Gordon Cheng is an Australian Christian author and writer. He is a Bible teacher for the Australian Fellowship of Evangelical Students based at the Sydney Conservatorium of Music. Prior to this he was Campus Director (Australian Fellowship of Evangelical Students) with the Cumberland Campus of Sydney University. For several years he was the Resources Editor of Matthias Media (a non-denominational Christian publisher based in Sydney). He is also an Anglican presbyter (or priest) in the Diocese of Sydney.

==Early life==
Cheng is of Swedish and Chinese descent, Cheng was ordained in the Anglican Diocese of Melbourne.

==Work==
Cheng worked for 10 years as a senior staff worker with the Australian Fellowship of Evangelical Students at the University of Melbourne and then ministered at a number of churches in Sydney. He was employed by Matthias Media from February 2004 to January 2009 to work on their resources other than its flagship magazine, The Briefing.

Cheng is also an active member of the Anglican Diocese of Sydney. He ministers at St Paul's Church, Carlingford, and from 2004 to 2006 he was involved in the "Cumberland University Church", ministering to the Cumberland Campus of Sydney University.

==Writings==
Cheng is the author of several books and other resources published by Matthias Media, including the Pathway Bible Guides Bible study series, and his first book/multimedia publication with Matthias, the Six Steps to Encouragement course. He is an associate of the Anglican Dean of Sydney, Phillip Jensen, and has edited several of his books.

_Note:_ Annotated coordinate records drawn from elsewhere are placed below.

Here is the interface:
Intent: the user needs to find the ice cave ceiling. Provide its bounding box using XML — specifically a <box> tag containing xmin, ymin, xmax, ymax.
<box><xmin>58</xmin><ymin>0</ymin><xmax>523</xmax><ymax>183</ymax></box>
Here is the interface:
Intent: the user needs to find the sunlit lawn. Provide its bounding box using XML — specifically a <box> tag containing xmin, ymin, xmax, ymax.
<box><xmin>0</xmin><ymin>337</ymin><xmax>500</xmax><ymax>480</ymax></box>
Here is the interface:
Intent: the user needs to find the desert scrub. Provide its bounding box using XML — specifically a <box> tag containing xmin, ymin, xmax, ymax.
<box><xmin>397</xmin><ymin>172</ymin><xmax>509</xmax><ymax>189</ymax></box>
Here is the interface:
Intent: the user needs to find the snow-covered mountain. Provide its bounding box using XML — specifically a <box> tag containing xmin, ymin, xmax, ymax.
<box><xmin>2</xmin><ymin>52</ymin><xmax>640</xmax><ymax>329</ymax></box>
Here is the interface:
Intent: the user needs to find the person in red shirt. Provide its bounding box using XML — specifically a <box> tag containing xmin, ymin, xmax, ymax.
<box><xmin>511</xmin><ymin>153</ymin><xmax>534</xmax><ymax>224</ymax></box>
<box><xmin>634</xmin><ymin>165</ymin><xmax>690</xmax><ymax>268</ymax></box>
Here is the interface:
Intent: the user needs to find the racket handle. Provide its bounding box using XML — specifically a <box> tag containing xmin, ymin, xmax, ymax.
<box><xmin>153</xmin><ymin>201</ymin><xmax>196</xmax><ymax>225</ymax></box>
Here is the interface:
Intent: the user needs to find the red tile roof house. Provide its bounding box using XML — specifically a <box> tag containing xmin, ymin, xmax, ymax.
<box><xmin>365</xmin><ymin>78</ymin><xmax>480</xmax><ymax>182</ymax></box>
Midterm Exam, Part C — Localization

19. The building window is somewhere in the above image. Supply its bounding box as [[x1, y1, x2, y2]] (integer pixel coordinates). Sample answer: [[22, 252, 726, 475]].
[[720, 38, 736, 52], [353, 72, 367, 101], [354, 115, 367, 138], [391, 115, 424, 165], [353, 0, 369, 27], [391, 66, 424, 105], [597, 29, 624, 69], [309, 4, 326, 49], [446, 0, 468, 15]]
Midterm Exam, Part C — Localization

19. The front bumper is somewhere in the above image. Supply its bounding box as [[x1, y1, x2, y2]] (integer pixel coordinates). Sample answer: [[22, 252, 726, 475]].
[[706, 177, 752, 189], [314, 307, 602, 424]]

Since the mid-1990s, Cheng has also written numerous articles for The Briefing, a popular evangelical journal distributed in Australia, England and the United States. He is a critic of the ordination of women to the priesthood and homosexuality and has written on the priority of Christian ministry over secular work.

Cheng sends numerous letter to online and print media, some of which were published in the Sydney Morning Herald and other newspapers, and he posts regularly on many websites and forums, including the Sydney diocese's "Sydney Anglican"s website where several of his articles have also been published. He has also posted on the Ship of Fools website. His posts defended the actions of a church which was the subject of a defamation lawsuit, involving the sacking of a female lay worker. More recently, Cheng has been a guest opinion writer for Sydney's Daily Telegraph and Sunday Telegraph newspapers, writing opinion pieces on religious and ethical issues, including Lent, euthanasia, and racism, In late 2006 he was also enlisted by Daily Telegraph columnist Piers Akerman to be a guest writer for a Muslim-Christian debate run by the paper on multiculturalism; others participating included Lebanese Muslim representative Keysar Trad.

==Personal life==
Cheng is married and has three children.